Marolt's programs sought to channel that drive, but it's doubtful that they ever really understood it. Miller spoke frankly about that motivation. He spoke about needing to do his best more than he needed to win -- and anyone who watched him race believed him. After winning two silver medals at Salt Lake City, Miller missed his final chance for a gold in the slalom when a mistake sent him sliding past a gate. When he turned and began frantically scrambling up the hill to get back on course, some watchers understood why, and cheered, and some did not and stood silent. With the time lost, there was no hope of a medal, much less a win. But Miller needed to finish the race and do his best, even though there would be no medal, no metric, no corporate standard of excellence, to mark his effort.
Miller's motivations have never suited him to be a good corporate do-bee -- and now, like many another talented but outspoken denizen of the corporate world, he has said the wrong thing and come under the hammer for it. At the end of the week, everyone shook hands and made nice, but it's hard to see a long-term happy outcome from this. The USSA, which has considerably more power over the private conduct of its athletes than a corporation does over its employees, isn't interested in altering its policies according to the wishes of its athletes. But as much as the USSA has benefited from Marolt's methodical approach to creating a sustainable talent system, it needs to remember where that talent comes from, and how it grows in the years before its most remarkable examples join the US Ski Team.
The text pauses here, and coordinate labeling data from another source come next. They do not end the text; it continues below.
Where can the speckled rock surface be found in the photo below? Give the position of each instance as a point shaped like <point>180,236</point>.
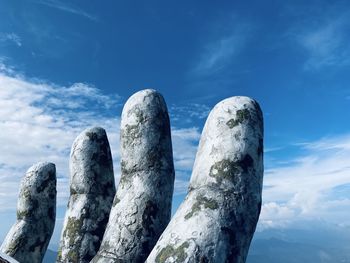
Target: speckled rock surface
<point>92,190</point>
<point>29,237</point>
<point>6,259</point>
<point>217,220</point>
<point>142,206</point>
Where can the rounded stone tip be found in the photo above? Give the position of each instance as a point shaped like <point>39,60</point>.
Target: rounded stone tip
<point>91,163</point>
<point>231,142</point>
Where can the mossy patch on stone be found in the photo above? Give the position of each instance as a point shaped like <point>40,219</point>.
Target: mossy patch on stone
<point>227,169</point>
<point>179,253</point>
<point>241,116</point>
<point>202,201</point>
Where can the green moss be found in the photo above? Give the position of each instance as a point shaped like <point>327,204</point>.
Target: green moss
<point>202,201</point>
<point>130,134</point>
<point>22,214</point>
<point>227,169</point>
<point>241,116</point>
<point>116,201</point>
<point>224,170</point>
<point>73,227</point>
<point>178,254</point>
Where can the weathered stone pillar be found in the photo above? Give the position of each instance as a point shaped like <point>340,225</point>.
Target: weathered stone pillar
<point>6,259</point>
<point>92,191</point>
<point>29,237</point>
<point>217,220</point>
<point>142,205</point>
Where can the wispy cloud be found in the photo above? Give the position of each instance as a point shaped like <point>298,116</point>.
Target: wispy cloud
<point>326,42</point>
<point>218,52</point>
<point>39,121</point>
<point>12,38</point>
<point>65,7</point>
<point>308,186</point>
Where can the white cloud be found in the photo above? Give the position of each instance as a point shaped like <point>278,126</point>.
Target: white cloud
<point>60,5</point>
<point>219,52</point>
<point>308,186</point>
<point>11,37</point>
<point>327,43</point>
<point>39,121</point>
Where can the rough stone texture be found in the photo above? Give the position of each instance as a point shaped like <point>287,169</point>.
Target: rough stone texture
<point>142,205</point>
<point>6,259</point>
<point>92,190</point>
<point>29,237</point>
<point>217,220</point>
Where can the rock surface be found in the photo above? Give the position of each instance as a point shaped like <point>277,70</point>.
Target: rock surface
<point>28,239</point>
<point>142,205</point>
<point>6,259</point>
<point>92,190</point>
<point>217,220</point>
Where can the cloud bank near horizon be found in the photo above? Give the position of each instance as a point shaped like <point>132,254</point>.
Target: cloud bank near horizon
<point>39,121</point>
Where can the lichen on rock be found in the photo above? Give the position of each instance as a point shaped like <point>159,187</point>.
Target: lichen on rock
<point>29,237</point>
<point>142,206</point>
<point>92,190</point>
<point>217,220</point>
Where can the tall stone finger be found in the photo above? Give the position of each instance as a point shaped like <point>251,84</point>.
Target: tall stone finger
<point>217,220</point>
<point>92,190</point>
<point>29,237</point>
<point>142,206</point>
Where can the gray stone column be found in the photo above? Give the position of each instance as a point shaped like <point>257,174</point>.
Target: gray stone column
<point>29,237</point>
<point>217,220</point>
<point>142,206</point>
<point>6,259</point>
<point>92,191</point>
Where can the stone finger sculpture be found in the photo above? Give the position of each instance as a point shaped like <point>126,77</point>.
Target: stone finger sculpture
<point>92,190</point>
<point>6,259</point>
<point>29,237</point>
<point>142,205</point>
<point>217,220</point>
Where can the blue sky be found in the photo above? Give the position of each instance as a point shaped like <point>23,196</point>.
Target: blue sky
<point>67,65</point>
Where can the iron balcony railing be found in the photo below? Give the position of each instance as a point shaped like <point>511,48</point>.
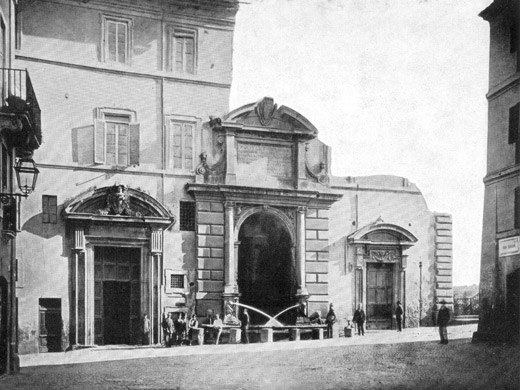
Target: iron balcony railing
<point>18,97</point>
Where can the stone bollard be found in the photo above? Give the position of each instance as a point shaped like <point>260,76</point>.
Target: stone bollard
<point>235,335</point>
<point>317,334</point>
<point>197,335</point>
<point>266,335</point>
<point>295,334</point>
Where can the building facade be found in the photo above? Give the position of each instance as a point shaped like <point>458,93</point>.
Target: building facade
<point>20,135</point>
<point>500,263</point>
<point>155,198</point>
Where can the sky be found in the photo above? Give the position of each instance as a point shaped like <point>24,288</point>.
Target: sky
<point>394,86</point>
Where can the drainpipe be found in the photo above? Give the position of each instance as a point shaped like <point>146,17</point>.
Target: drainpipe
<point>420,293</point>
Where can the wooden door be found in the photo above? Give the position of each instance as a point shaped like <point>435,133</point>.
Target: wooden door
<point>379,295</point>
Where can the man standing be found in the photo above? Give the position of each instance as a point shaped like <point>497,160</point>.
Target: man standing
<point>359,319</point>
<point>443,317</point>
<point>399,316</point>
<point>244,325</point>
<point>330,320</point>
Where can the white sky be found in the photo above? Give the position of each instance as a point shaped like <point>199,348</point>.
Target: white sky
<point>394,86</point>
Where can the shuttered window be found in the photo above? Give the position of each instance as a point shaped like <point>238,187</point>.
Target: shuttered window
<point>183,51</point>
<point>49,209</point>
<point>514,129</point>
<point>116,40</point>
<point>517,208</point>
<point>180,145</point>
<point>113,140</point>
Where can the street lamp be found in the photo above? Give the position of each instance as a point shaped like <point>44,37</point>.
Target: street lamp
<point>26,176</point>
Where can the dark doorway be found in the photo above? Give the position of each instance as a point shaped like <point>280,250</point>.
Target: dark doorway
<point>116,312</point>
<point>3,325</point>
<point>379,295</point>
<point>513,305</point>
<point>117,295</point>
<point>266,271</point>
<point>50,325</point>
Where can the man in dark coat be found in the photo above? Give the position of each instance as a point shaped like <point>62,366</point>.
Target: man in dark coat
<point>399,316</point>
<point>359,319</point>
<point>330,320</point>
<point>443,317</point>
<point>244,325</point>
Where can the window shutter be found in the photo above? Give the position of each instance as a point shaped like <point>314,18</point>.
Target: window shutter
<point>514,123</point>
<point>134,143</point>
<point>517,208</point>
<point>99,141</point>
<point>83,145</point>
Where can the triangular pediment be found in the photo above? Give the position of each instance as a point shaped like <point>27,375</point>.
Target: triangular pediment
<point>265,114</point>
<point>117,202</point>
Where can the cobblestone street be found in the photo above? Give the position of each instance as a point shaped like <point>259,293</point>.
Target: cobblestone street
<point>408,365</point>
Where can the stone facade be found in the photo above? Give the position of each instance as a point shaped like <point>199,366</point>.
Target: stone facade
<point>500,262</point>
<point>211,207</point>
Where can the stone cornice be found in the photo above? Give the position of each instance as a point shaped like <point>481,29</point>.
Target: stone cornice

Without that talent, and the things that drive it, Marolt's corporate vision is sunk. "Best in the world" simply will not happen without the world's best, and the world's best -- who got that way by skiing through the woods and ducking under snowmaking pipes, or by dodging the ski patrol -- will fail to thrive under a regime that punishes outspokenness and rewards a sterile and safe conformity. And so Marolt's plan seems primed to backfire, as the policies and programs and metrics that make up his corporate-themed pursuit of excellence turn paradoxically into a retreat from excellence when it comes wearing a controversial and unconventional form. Marolt's professionalism has borne much fruit to date, but it may have reached its limit, and become the limit of his team. An identity concocted by marketing wonks cannot form the heart of a sports team, where individuals must continually strive to do the seemingly impossible, and keep searching for excellence even when no one is watching.